„Dreck: Vergrabene Geheimnisse“ – A. S. King

“ … Ein Einzelkind zu sein ist so, als wär man dieser Typ aus David Bowies »Space Oddity«. Man schwebt allein in den Weltraum hinauf, und die Welt ist zwar wunderschön, aber man kann nichts tun als gegen die Schwärze anzusingen.
Zumindest wenn die Zeiten düster sind. Die Zeiten sind düster. … “ (Seite 277)

Dreck verbirgt alles – vor allem die verdorbene Wahrheit, die droht, ausgegraben zu werden …

An der Spitze der Familie Hemmings steht ein reiches Ehepaar – alte knauserige Bauern aus einer amerikanischen, weißen Vorstadt. Sie verwehren ihren eigenen Nachkommen das Vermögen, das sie zu Lebzeiten anhäuften.
Aber nicht nur Kartoffeln schlugen auf ihrer Farm Wurzeln, sondern auch Hass, Neid und Rassismus.

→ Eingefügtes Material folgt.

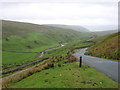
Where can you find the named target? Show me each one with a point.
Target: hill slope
(21, 36)
(106, 47)
(73, 27)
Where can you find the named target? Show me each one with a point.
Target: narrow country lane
(108, 67)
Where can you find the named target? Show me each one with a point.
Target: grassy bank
(67, 76)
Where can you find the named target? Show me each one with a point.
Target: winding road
(108, 67)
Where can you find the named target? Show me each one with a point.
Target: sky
(92, 14)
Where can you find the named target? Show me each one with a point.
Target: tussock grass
(107, 48)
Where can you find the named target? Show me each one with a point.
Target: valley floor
(67, 76)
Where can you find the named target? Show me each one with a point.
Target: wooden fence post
(80, 61)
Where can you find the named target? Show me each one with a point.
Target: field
(106, 47)
(67, 76)
(22, 44)
(26, 37)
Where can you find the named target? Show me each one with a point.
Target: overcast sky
(92, 14)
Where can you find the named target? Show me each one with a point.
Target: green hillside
(73, 27)
(106, 47)
(26, 37)
(20, 36)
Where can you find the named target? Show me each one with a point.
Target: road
(108, 67)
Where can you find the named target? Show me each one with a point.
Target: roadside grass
(67, 76)
(59, 57)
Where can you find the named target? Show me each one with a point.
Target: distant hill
(20, 36)
(106, 47)
(73, 27)
(103, 33)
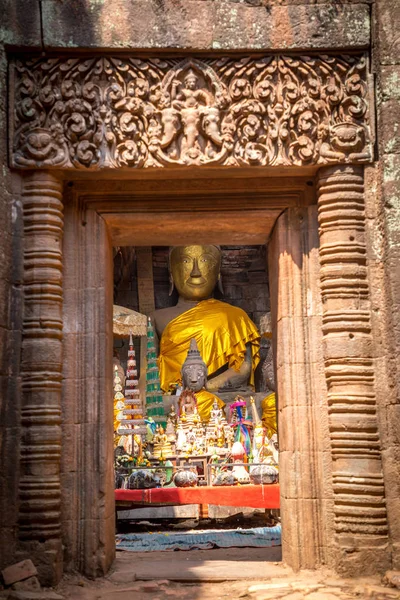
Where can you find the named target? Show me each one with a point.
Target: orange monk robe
(221, 331)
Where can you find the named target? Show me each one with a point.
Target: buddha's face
(194, 377)
(195, 270)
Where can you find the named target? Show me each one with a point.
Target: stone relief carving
(110, 112)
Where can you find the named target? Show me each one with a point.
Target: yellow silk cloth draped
(268, 406)
(205, 401)
(221, 332)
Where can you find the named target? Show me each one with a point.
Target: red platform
(253, 496)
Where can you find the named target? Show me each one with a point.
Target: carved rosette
(41, 363)
(109, 112)
(359, 497)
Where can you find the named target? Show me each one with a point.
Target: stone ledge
(204, 25)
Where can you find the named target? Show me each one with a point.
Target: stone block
(17, 595)
(18, 572)
(393, 578)
(389, 126)
(290, 27)
(389, 84)
(126, 24)
(131, 24)
(387, 28)
(20, 23)
(28, 585)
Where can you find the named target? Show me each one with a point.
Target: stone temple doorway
(281, 212)
(213, 149)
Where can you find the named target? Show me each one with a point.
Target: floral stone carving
(110, 112)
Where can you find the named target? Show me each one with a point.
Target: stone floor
(216, 575)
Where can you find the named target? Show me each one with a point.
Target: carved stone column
(304, 457)
(360, 524)
(41, 363)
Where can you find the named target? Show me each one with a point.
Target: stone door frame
(89, 118)
(313, 359)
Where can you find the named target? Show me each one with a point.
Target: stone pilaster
(41, 364)
(305, 482)
(360, 523)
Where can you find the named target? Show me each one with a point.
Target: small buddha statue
(194, 379)
(162, 447)
(228, 339)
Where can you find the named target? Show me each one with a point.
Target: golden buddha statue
(162, 446)
(227, 338)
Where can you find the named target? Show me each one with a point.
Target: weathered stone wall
(20, 27)
(383, 206)
(159, 26)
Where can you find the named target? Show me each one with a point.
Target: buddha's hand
(220, 383)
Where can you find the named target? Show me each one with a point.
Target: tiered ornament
(132, 423)
(119, 406)
(154, 400)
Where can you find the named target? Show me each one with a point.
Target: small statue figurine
(239, 471)
(162, 447)
(180, 439)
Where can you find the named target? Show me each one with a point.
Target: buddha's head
(195, 270)
(194, 369)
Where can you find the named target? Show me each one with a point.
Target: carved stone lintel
(358, 487)
(41, 362)
(111, 112)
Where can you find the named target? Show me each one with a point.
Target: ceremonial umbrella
(127, 321)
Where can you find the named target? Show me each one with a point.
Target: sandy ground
(247, 573)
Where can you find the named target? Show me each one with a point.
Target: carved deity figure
(188, 99)
(228, 339)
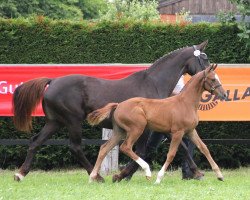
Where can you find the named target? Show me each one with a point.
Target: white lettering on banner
(6, 87)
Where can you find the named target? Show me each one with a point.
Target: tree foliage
(132, 10)
(243, 7)
(55, 9)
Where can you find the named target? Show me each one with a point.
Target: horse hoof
(18, 177)
(116, 178)
(99, 179)
(199, 175)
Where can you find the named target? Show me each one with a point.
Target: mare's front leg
(175, 142)
(128, 171)
(203, 148)
(49, 128)
(104, 149)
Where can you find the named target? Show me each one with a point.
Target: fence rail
(57, 142)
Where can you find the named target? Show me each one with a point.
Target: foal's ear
(202, 46)
(213, 67)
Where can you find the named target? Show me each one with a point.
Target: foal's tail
(25, 99)
(97, 116)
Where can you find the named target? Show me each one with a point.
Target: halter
(198, 57)
(212, 87)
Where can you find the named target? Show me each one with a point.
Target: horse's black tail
(97, 116)
(25, 99)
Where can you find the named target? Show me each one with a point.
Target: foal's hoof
(18, 177)
(99, 179)
(199, 175)
(116, 178)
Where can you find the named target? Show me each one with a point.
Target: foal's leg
(126, 147)
(189, 163)
(49, 128)
(175, 142)
(132, 166)
(203, 148)
(104, 149)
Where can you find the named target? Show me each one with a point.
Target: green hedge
(45, 41)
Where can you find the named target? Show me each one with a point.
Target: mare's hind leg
(203, 148)
(175, 142)
(128, 171)
(75, 136)
(49, 128)
(104, 149)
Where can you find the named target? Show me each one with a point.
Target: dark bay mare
(176, 115)
(67, 100)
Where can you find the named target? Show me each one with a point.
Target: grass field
(73, 184)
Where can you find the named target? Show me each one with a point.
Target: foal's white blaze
(20, 176)
(217, 77)
(160, 175)
(144, 166)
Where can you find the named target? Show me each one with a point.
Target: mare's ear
(202, 46)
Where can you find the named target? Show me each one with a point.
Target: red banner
(235, 79)
(13, 75)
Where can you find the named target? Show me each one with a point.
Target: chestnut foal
(177, 114)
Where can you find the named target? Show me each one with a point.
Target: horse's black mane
(166, 56)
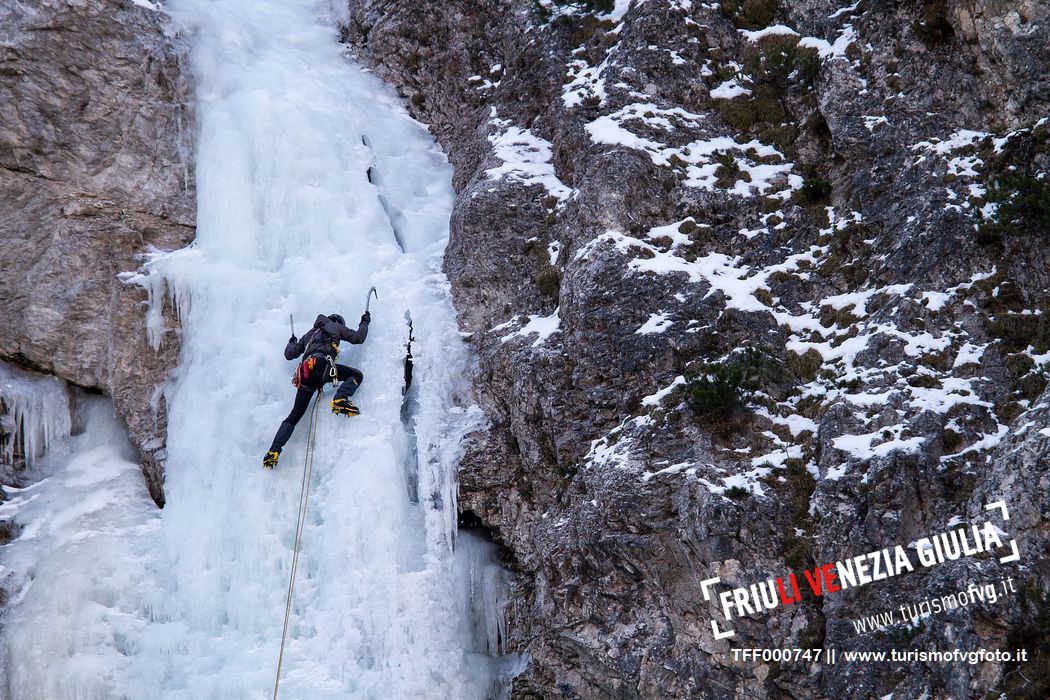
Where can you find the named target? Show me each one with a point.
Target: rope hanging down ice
(303, 499)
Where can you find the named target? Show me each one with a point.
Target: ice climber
(319, 346)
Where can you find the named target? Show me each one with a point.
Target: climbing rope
(303, 497)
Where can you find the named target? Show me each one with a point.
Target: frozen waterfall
(116, 599)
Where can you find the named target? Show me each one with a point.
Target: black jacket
(324, 337)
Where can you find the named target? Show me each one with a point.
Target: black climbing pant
(351, 379)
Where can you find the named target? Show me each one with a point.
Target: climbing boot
(343, 406)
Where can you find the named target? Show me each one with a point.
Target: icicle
(38, 408)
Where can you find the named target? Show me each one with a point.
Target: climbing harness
(303, 368)
(303, 499)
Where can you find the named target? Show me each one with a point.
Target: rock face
(754, 287)
(95, 167)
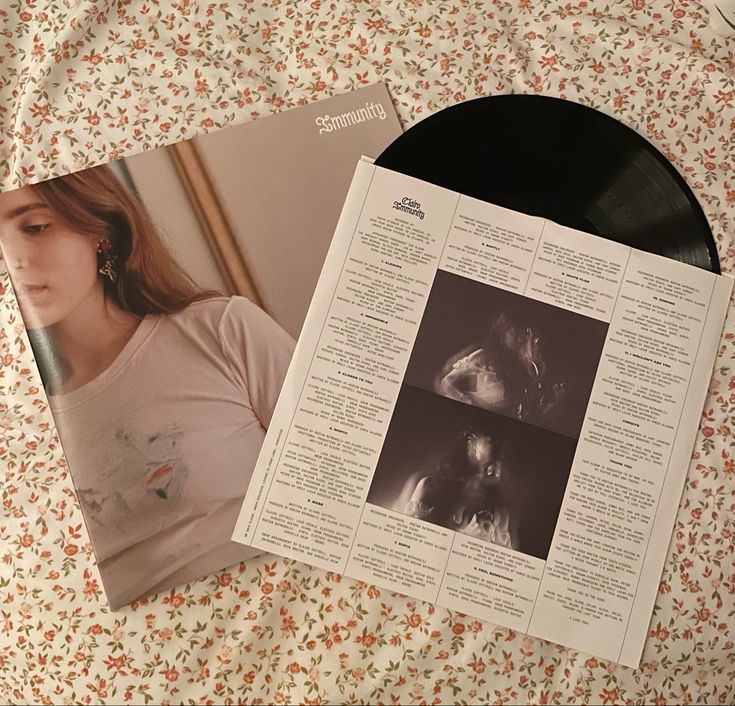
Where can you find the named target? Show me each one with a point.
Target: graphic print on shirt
(146, 482)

Amy Sarig King gehört laut der New York Times im Bereich der Jugendliteratur zu den besten zeitgenössischen Autoren. Dreck wurde ausgezeichnet mit dem Michael L. Printz Award.
Der Roman ist ein Leseerlebnis, nicht einfach, aber herausfordernd. A. S. King: »Das Buch soll unangenehm sein. Ich würde mich ja dafür entschuldigen, aber es tut mir nicht leid.«

Der Schaufler ist ein Junge, der mit seiner Mutter neu in die Stadt gezogen ist. Seinen Namen hat er mehr oder weniger seinem Nachbarn Mike zu verdanken, der ihm eine Schaufel geschenkt hat, die er jetzt überall mit hinnimmt.
Eines Tages trifft er auf der Straße auf Freak, ein seltsames Mädchen, zu dem er sich auf merkwürdige Weise hingezogen fühlt. Doch so schnell sie auftaucht, so fix verschwindet sie auch wieder, besorgt ihm aber vorher einen Job. So landet er bei Marla und Gottfried, einem alten Ehepaar, dass unbedingt bis zum Osterfest sein Haus gestrichen haben will, obwohl das eigentlich gar nicht nötig ist.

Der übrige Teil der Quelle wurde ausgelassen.